Whether it's addressing knowledge-gaps, health and wellbeing, enhancing existing skills and altering your work-life balance or even learning something completely new, adopting a growth mindset is imperative to developing your people.
Start by evaluating your own performance. Once you've identified weaknesses/challenges you hope to improve, take a look at the list below for some tangible, concrete personal development strategies. Here are 11 that we think really work.
First and foremost, set goals and clear objectives. Identify and make note of want you and your team need to achieve, then use this a benchmark and measure of success. Setting great goals will help; make sure your goal is specific, measurable, achievable, realistic and time-based.
Commit an action to paper (or a digital to-do list) in the moment. Performance management systems - such as Breathe's one-to-one and performance review feature can help keep you on track for personal development targets.
Afterall, no-one likes a nagging, unticked checklist.
If you've done something in a certain way before and it helped you improve, then use that tactic again. It’s no good buying umpteen self-help books if you know that you respond better to learning through training courses.
It could seem daunting to "make yourself a better communicator". But if you break that sizeable target down into smaller steps and start on just one of them, then the task seems less formidable. If you challenge yourself to achieve just a modest goal at first, you can grow from there once you're ready. Reaching a small, more achievable personal development goal empowers and encourages us to continue. In no time at all, you will be merrily working away towards your ultimate end-goal.
This is similar to the previous point. As well as starting small, you shouldn't pressurise yourself to achieve something in too short a timeframe. We often overcommit, so if you can't reach your goal in the time you have allowed, be kind to yourself and relax the deadline. If your goal is marathon-like, you might not achieve it all in one go, but each step you take will be a step nearer the finishing line.
When it comes to self-improvement, we often concentrate on learning something new. But sometimes you might want to consider improving something you're already good at, rather than addressing one of your weaknesses. Too often we focus on our negatives. But if you can strengthen something you're already good at, you could become extraordinary at it. The benefits of that to your small business could be spectacular.
It’s never wrong to embrace and address your failures, that way you will learn from them. If you go into new experiences and learning situations with the mindset that you will achieve, you are more likely to do so. Carol Dweck, author of “Mindset: The New Psychology of Success”, says that successful people have a growth mindset and that they “believe that even basic talents and abilities can be developed over time through experience, mentorship, and so on. And these are the people who go for it. They’re not always worried about how smart they are, how they’ll look, what a mistake will mean. They challenge themselves and grow.”
Try to take something from every personal encounter you have. Most people we come across day to day can teach us something that we can then apply in our own lives. At the simplest level, the friendly customer service you received when you picked up your morning coffee will probably have brightened your day. Can you then apply that attitude in your next encounter and make someone else similarly happy? Try also to be open to new opinions and new ways of doing things; you never know what you might learn.

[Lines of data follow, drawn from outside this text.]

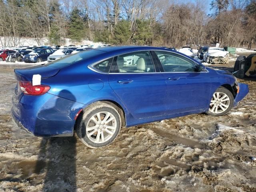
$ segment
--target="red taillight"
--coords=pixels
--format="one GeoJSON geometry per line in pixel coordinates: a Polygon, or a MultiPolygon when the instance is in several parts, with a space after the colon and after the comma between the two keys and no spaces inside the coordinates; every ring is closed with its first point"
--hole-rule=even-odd
{"type": "Polygon", "coordinates": [[[20,90],[26,95],[43,95],[51,88],[50,86],[44,85],[33,86],[32,83],[29,81],[20,81],[19,83],[20,90]]]}

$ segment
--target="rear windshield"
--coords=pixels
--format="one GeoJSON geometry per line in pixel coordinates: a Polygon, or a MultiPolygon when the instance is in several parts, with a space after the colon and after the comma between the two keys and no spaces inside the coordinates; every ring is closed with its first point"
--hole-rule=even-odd
{"type": "Polygon", "coordinates": [[[64,67],[76,63],[82,60],[88,59],[101,53],[102,53],[102,51],[97,50],[88,50],[80,52],[58,59],[56,61],[46,64],[44,66],[49,66],[55,68],[64,67]]]}

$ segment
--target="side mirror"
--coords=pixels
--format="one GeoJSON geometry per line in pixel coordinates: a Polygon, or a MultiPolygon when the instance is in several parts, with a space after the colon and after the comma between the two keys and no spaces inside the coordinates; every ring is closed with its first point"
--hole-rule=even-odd
{"type": "Polygon", "coordinates": [[[198,72],[200,71],[205,71],[206,68],[205,66],[202,64],[198,64],[197,66],[197,70],[198,72]]]}

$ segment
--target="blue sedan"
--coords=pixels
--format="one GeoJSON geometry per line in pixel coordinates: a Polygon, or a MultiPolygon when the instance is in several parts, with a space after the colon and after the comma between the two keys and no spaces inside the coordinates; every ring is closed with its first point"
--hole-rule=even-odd
{"type": "Polygon", "coordinates": [[[97,48],[14,72],[11,111],[20,127],[40,136],[75,130],[92,148],[111,143],[122,127],[224,115],[249,91],[228,72],[149,46],[97,48]]]}

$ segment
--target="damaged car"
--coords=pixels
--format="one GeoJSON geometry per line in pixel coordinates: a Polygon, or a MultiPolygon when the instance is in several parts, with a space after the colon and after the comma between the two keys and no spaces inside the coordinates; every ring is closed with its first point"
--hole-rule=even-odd
{"type": "Polygon", "coordinates": [[[16,53],[10,54],[6,59],[7,62],[21,62],[22,61],[23,56],[29,54],[31,52],[30,50],[21,50],[16,53]]]}
{"type": "Polygon", "coordinates": [[[203,60],[211,64],[228,64],[229,52],[223,48],[209,47],[204,54],[203,60]]]}

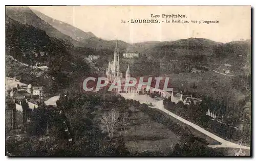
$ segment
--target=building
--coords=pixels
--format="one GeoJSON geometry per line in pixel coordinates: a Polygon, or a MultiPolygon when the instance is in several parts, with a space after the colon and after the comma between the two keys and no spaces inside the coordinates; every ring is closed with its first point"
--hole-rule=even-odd
{"type": "Polygon", "coordinates": [[[137,53],[123,53],[123,57],[125,58],[139,58],[139,54],[137,53]]]}
{"type": "Polygon", "coordinates": [[[175,103],[178,103],[179,101],[183,102],[182,92],[173,91],[170,97],[170,101],[175,102],[175,103]]]}
{"type": "Polygon", "coordinates": [[[178,103],[182,102],[184,104],[197,104],[202,102],[202,100],[193,97],[192,95],[183,94],[182,92],[172,91],[170,96],[171,101],[178,103]]]}
{"type": "Polygon", "coordinates": [[[214,112],[210,112],[210,109],[208,109],[207,112],[206,112],[206,115],[209,116],[214,119],[217,118],[216,114],[216,113],[215,114],[214,112]]]}
{"type": "Polygon", "coordinates": [[[117,45],[117,40],[116,42],[116,47],[114,51],[114,60],[109,62],[109,66],[106,70],[106,75],[108,79],[113,81],[120,79],[122,77],[122,74],[119,71],[120,69],[120,53],[117,45]]]}
{"type": "Polygon", "coordinates": [[[15,129],[16,108],[15,103],[9,100],[5,103],[5,128],[7,130],[15,129]]]}
{"type": "Polygon", "coordinates": [[[28,86],[27,92],[34,96],[38,96],[40,99],[44,98],[44,89],[42,86],[32,86],[31,84],[28,86]]]}
{"type": "Polygon", "coordinates": [[[204,71],[202,70],[197,69],[196,68],[192,68],[192,71],[191,72],[193,73],[202,73],[203,72],[204,72],[204,71]]]}
{"type": "Polygon", "coordinates": [[[129,79],[131,77],[131,73],[130,72],[129,65],[128,65],[128,67],[127,68],[126,71],[125,72],[125,79],[129,79]]]}

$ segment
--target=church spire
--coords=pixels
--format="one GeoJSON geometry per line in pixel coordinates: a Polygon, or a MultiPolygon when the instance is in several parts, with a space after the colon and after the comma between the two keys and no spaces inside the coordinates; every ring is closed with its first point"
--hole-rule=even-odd
{"type": "Polygon", "coordinates": [[[127,73],[130,73],[129,64],[128,64],[128,67],[127,68],[126,72],[127,72],[127,73]]]}

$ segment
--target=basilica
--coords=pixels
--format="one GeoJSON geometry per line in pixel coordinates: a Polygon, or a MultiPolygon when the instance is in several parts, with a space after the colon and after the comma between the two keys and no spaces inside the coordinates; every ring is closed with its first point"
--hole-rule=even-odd
{"type": "MultiPolygon", "coordinates": [[[[116,42],[116,47],[114,51],[114,60],[111,62],[109,62],[109,66],[106,70],[106,77],[109,82],[115,79],[122,79],[123,74],[120,71],[120,51],[118,49],[117,40],[116,42]]],[[[125,72],[125,79],[131,77],[129,65],[125,72]]]]}

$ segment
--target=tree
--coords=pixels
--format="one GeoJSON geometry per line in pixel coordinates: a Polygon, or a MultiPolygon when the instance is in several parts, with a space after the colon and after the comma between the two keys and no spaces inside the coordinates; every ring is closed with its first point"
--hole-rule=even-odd
{"type": "Polygon", "coordinates": [[[129,113],[127,112],[125,112],[122,113],[120,115],[120,125],[121,125],[121,129],[120,131],[120,135],[122,136],[123,133],[125,131],[125,128],[129,123],[128,122],[128,117],[129,117],[129,113]]]}
{"type": "Polygon", "coordinates": [[[106,128],[111,140],[113,139],[119,117],[119,112],[115,109],[112,109],[110,111],[104,113],[101,117],[101,125],[102,127],[105,127],[106,128]]]}

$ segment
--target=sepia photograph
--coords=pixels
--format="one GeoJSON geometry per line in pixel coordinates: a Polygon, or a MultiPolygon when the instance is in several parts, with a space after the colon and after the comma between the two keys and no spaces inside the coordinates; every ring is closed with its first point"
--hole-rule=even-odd
{"type": "Polygon", "coordinates": [[[6,156],[251,156],[251,10],[5,6],[6,156]]]}

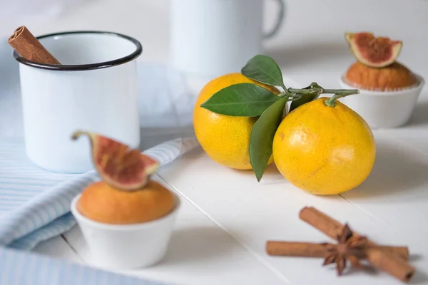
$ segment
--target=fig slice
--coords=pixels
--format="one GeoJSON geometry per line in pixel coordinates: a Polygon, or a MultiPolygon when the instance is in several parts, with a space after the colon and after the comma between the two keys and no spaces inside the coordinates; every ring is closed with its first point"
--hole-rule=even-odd
{"type": "Polygon", "coordinates": [[[101,180],[113,188],[127,191],[141,189],[148,177],[158,170],[158,161],[110,138],[78,130],[71,139],[77,140],[81,135],[89,138],[92,161],[101,180]]]}
{"type": "Polygon", "coordinates": [[[345,33],[345,38],[357,60],[372,68],[380,68],[392,64],[403,46],[402,41],[376,37],[370,32],[345,33]]]}

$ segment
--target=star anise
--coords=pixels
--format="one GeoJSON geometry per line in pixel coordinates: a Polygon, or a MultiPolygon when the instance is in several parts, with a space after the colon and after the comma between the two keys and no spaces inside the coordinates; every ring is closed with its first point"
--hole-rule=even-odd
{"type": "Polygon", "coordinates": [[[354,236],[347,224],[337,235],[338,243],[322,244],[327,250],[323,266],[336,263],[337,275],[341,275],[346,267],[347,260],[353,267],[361,268],[360,259],[364,256],[364,247],[367,239],[365,237],[354,236]]]}

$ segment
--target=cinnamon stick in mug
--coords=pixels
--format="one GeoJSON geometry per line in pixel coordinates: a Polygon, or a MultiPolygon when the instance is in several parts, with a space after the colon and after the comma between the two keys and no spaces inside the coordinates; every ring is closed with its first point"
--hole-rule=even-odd
{"type": "MultiPolygon", "coordinates": [[[[299,213],[300,219],[307,222],[332,239],[337,235],[344,227],[340,222],[311,207],[305,207],[299,213]]],[[[359,234],[353,232],[355,235],[359,234]]],[[[369,244],[375,246],[369,241],[369,244]]],[[[372,249],[366,252],[367,259],[376,268],[383,270],[404,282],[409,282],[414,275],[415,269],[409,264],[402,255],[372,249]]]]}
{"type": "Polygon", "coordinates": [[[39,63],[61,64],[25,26],[16,28],[7,42],[21,56],[28,60],[39,63]]]}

It is sometimes best to study one thing in great depth than to learn lots of things at a more superficial level. You may have identified a few aspects of your character that you want to address in your personal development plan. It's almost a given that you won't be able to take on everything at once. So address one thing at a time and dedicate enough time and resource to it so that you can approach it more deeply and thoroughly than you otherwise might have been able to.
Set aside the time to spend on yourself. Put your own development at the top of your agenda and focus thoroughly on it. Unless you apply yourself, your new learning won’t become a habit and things will gradually wane. Besides, you’re worth it.
Measuring your progress along the way allows you to adjust your plan if you are not on track. If something's not working, you might need to stretch a deadline or adjust the objectives or the strategy itself. If you at least know that it's not working, you can then ask why. You can additionally consider how you might be able to make it work and what you have learned from it.